Quelle a été l’influence sur votre travail de cette vision plus «terre à terre» qu’a la Suisse pour les chaires universitaires?
Cette expérience a eu un impact résolument positif pour moi jusqu’à aujourd’hui. Dans l’environnement dans lequel j’exerçais, la science était tenue en haute estime, mais l’activité scientifique n’était pas plus estimée pour autant que les autres activités menées, comme la planification, l’organisation ou encore la mise en œuvre concrète des offres de formation continue. Bien sûr, le fait que ces activités nécessitent des connaissances et un savoir-faire différents était reconnu, mais on les respectait toutes et tous, sans faire de hiérarchisation: la partie scientifique comme la partie pratique fonctionnaient sur un pied d’égalité. Tout en faisant donc l’expérience de la reconnaissance inspirée par son champ de recherche, on apprend, dans le même temps, à ne pas considérer les domaines pratiques comme déficients, ainsi qu’à privilégier les échanges à hauteur d’yeux et la reconnaissance mutuelle. Cette expérience suisse a été très positive pour moi, et je la recommande à l’ensemble de la communauté scientifique. Loin de moi la volonté de généraliser en disant que tout est différent en Allemagne, mais il est vrai qu’on rencontre généralement une hiérarchisation plus nette dans les universités allemandes entre, d’une part, les connaissances scientifiques et, d’autre part, les connaissances pratiques.
Vous dites avoir observé une attitude positive vis-à-vis des sciences en Suisse. Pour autant, la recherche sur la formation continue y est quasiment inexistante. Au temps où vous enseigniez dans le pays, la Suisse alémanique ne comptait, par exemple, outre votre chaire à la Haute école pédagogique de Zurich, qu’une seule autre chaire dédiée à la formation continue, et aucune chaire dédiée n’existait dans les universités.1 La situation allemande a l’air tout à fait différente.
Oui, et vous soulevez là une question importante, à savoir comment évaluer l’état de la recherche sur la formation continue en Suisse. Je dois dire que la situation actuelle est très insatisfaisante, car la formation des adultes n’est pas implantée comme discipline scientifique à part entière dans les universités et les hautes écoles.
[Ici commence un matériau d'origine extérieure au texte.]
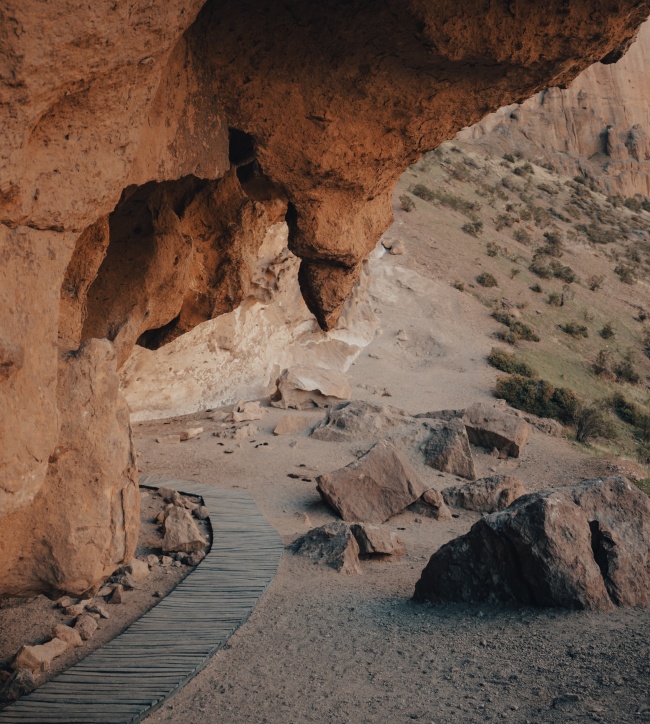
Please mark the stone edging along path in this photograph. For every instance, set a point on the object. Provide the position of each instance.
(132, 675)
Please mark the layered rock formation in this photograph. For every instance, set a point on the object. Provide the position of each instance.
(144, 152)
(597, 128)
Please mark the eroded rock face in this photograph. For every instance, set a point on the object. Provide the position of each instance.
(184, 132)
(582, 547)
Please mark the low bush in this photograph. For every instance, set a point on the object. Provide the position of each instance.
(485, 279)
(591, 422)
(539, 397)
(607, 332)
(510, 363)
(574, 329)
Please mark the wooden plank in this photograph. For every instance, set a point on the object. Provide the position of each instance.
(131, 676)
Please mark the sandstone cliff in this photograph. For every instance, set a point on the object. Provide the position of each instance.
(145, 149)
(598, 128)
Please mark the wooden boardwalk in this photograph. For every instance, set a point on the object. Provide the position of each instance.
(132, 675)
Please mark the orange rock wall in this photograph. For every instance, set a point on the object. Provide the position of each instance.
(183, 132)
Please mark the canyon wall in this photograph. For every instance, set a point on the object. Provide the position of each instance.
(598, 127)
(145, 151)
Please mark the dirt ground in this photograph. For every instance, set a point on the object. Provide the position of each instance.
(325, 647)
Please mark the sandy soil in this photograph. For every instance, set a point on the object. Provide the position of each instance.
(325, 647)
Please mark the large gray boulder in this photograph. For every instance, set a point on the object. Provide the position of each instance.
(486, 495)
(492, 427)
(373, 488)
(581, 547)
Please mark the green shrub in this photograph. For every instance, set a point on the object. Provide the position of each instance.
(485, 279)
(510, 363)
(574, 329)
(607, 332)
(626, 372)
(473, 228)
(591, 422)
(518, 329)
(538, 397)
(522, 236)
De fait, très peu de gens en Suisse se sont consacrés entièrement et durablement à la recherche sur la formation continue. Tout au plus y a-t-il quelques personnes qui, de temps à autre, travaillent sur des projets en lien avec la formation continue, avant de se concentrer à nouveau sur leurs autres champs de recherche. Il me semble qu’il y a peu de gens en Suisse se définissant comme chercheuses ou chercheurs en formation des adultes. Et, sans vouloir me répandre en éloges sur l’Allemagne, il faut reconnaître qu’en matière de recherche sur la formation continue, c’est un pays beaucoup plus avancé que la Suisse. On trouve en Allemagne un grand nombre de chaires consacrées à la formation des adultes, des équipes de collaboratrices et collaborateurs associés, une relève scientifique, des thèses entièrement consacrées au sujet et, dans l’ensemble, une communauté de recherche importante. Cette dernière n’existe pour ainsi dire pas en Suisse.
Pour finir sur une note plus positive, je souhaiterais toutefois mentionner le rôle joué par la FSEA, vivement engagée dans la promotion et le développement de la recherche sur la formation continue, qui mène ses propres projets de recherche et développement.
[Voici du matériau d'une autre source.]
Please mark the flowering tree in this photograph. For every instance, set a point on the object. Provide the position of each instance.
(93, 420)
Certains des efforts déployés ces dix dernières années par la FSEA concernant la recherche sur la formation continue ont été menés en collaboration avec votre chaire à la Haute école pédagogique de Zurich.
Oui. On compte parmi ces projets la refonte complète de la revue spécialisée «Éducation Permanente» (EP), la série de colloques «La formation continue dans la recherche et la pratique» – qui existe toujours aujourd’hui – et le réseau de recherche sur la formation continue. Et c’est précisément dans ces initiatives que les insuffisances de la recherche suisse sur la formation continue se sont manifestées de façon la plus criante: que ce soit pour le dossier scientifique d’EP ou pour les colloques annuels que nous organisions, nous étions toujours fortement tributaires des contributions de nos collègues d’Allemagne, et en partie aussi d’Autriche.
Nous avons toujours tout fait pour trouver des contributions en Suisse également, mais c’était généralement difficile. Nous pouvions certes toujours compter sur l’appui des professeures Katrin Kraus (enseignant à l’époque à la Haute école spécialisée de la Suisse du Nord-Ouest (PH FHNW), aujourd’hui à l’Université de Zurich) et Ulla Klingovsky (PH FHNW), mais leurs moyens étaient toujours très limités également.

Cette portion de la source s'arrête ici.